After a couple of years I felt that I had looked at everything of interest that could reasonably be seen with the LX200, at least from my location, and I started to wonder about astrophotography.
At the same time I was becoming interested in terrestrial photography and I decided to try attaching my Canon DSLR to the LX200. There was quite a learning curve involved here, and I did manage to take a few pictures of brighter objects, but using the LX200 in AltAz mode wasn’t ideal for astrophotography. The length of time taken to set everything up was awkward and on top of that the light pollution became suddenly much more obvious. My best results with the Meade came when I bought a 400mm telephoto lens and simply bolted the camera and lens to the top of the telescope, which was used solely for tracking. However, only larger objects could be imaged using this method, and the results were still not very impressive.
My astronomical interests took an interesting turn when Frederic Friedel of ChessBase put me in touch with Christian Sasse, who readers will know as one of the motivating forces at GRAS. This was another revelation for me. Suddenly I had access to excellent equipment but, as I soon discovered, there was another learning curve involved. Fortunately, thanks to Christian’s patient help, and the assistance of others at iTelescope such as Pete and Brad.

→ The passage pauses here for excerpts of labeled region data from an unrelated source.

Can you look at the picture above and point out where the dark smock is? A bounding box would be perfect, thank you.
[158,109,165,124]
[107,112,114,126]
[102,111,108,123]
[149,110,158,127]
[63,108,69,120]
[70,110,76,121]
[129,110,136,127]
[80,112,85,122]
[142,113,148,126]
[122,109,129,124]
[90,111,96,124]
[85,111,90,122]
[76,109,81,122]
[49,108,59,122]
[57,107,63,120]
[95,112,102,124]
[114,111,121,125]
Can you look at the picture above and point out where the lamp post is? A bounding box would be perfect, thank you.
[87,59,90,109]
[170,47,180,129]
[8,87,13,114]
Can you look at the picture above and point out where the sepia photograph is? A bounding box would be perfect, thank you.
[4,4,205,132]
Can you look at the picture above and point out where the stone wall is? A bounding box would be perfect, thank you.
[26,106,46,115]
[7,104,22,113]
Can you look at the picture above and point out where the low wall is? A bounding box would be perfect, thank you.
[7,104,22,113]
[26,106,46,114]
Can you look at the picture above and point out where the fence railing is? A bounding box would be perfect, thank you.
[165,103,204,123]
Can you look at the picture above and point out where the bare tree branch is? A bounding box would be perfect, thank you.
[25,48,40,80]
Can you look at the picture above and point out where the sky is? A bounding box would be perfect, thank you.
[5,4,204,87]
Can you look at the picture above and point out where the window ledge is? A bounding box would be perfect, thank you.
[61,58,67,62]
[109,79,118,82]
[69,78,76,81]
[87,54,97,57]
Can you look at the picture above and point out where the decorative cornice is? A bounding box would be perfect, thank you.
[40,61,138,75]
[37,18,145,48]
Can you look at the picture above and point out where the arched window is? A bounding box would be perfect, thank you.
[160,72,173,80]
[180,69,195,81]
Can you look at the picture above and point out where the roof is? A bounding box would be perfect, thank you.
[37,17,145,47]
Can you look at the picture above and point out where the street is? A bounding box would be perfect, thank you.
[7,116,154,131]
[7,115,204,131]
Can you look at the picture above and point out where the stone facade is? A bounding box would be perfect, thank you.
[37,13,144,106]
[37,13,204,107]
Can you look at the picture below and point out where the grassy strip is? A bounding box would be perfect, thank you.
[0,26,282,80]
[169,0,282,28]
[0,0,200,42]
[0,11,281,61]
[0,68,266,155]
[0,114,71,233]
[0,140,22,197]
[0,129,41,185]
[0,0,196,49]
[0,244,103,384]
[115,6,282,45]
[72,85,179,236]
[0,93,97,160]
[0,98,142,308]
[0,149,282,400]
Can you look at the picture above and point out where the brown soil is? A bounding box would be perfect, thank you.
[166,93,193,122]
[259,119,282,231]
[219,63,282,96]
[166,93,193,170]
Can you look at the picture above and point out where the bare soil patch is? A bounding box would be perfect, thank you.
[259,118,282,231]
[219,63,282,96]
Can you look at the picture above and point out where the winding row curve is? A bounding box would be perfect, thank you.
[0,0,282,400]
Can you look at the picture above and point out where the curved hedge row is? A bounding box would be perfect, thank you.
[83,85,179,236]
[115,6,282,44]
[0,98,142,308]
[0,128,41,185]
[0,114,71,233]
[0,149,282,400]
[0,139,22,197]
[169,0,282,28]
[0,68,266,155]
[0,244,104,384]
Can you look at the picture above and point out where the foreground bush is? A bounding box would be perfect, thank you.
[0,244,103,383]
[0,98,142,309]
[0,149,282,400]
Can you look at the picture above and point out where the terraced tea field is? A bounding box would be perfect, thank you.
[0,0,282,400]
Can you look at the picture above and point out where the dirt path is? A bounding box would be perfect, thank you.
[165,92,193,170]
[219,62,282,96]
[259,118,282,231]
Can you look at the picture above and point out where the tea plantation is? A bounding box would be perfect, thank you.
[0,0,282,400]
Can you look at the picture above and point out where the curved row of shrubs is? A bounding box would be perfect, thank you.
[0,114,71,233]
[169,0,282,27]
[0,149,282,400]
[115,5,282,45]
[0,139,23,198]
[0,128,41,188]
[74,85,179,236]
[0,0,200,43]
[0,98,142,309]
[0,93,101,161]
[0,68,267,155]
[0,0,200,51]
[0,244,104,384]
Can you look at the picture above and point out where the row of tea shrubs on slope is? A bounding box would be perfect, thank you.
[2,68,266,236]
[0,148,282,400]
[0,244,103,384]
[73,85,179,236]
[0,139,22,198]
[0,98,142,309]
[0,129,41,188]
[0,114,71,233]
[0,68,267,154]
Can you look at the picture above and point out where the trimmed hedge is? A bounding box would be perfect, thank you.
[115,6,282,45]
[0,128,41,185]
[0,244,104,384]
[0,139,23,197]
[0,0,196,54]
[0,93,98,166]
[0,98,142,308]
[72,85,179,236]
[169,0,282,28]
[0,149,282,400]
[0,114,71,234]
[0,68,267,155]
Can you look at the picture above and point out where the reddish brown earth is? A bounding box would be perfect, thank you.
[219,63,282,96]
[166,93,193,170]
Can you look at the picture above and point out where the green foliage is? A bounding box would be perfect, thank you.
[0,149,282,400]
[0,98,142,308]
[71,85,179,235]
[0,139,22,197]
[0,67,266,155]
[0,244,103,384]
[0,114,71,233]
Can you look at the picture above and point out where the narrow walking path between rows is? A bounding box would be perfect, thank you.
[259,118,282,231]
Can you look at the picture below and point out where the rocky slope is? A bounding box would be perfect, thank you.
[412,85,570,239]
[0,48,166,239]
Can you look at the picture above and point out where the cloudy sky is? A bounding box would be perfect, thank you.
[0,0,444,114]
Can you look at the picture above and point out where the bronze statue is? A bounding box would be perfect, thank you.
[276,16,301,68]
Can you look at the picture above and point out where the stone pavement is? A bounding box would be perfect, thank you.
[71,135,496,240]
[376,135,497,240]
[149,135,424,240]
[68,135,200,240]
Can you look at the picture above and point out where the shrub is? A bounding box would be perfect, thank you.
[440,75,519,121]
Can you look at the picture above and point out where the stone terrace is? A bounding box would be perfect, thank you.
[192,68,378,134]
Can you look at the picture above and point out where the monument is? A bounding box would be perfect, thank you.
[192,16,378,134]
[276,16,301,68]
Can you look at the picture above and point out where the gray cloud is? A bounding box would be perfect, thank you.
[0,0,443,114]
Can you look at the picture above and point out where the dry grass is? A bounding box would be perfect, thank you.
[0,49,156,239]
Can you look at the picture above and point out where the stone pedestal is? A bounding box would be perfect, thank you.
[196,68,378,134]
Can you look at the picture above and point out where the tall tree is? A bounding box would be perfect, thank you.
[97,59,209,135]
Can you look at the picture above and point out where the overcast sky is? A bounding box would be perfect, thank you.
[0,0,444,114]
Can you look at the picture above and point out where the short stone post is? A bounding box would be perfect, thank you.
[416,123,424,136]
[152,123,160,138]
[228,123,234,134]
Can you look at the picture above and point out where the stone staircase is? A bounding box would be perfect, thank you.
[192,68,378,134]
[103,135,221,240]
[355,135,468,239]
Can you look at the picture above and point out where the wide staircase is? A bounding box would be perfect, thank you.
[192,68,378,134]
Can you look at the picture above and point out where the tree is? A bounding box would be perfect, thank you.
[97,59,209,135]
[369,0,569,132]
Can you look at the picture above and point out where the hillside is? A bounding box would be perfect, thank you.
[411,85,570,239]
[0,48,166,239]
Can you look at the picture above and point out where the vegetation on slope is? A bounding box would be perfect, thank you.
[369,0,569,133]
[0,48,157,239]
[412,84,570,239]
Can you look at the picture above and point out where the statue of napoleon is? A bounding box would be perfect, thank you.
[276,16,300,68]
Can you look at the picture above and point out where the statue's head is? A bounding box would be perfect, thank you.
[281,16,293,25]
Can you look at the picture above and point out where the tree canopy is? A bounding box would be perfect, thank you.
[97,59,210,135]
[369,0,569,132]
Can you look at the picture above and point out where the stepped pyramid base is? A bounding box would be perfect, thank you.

I soon grasped the concepts involved, and while my skill hardly matches those of astrophotography experts, I was able to produce images which, at any rate, I enjoyed. The person most delighted with this development was of course the long-suffering Petra, who could relax in the evenings. I need not give any examples of these images, as many can be found in the GRAS gallery. Suffice to say that astronomy has given me a great deal of pleasure over the years and has been an important part of my life.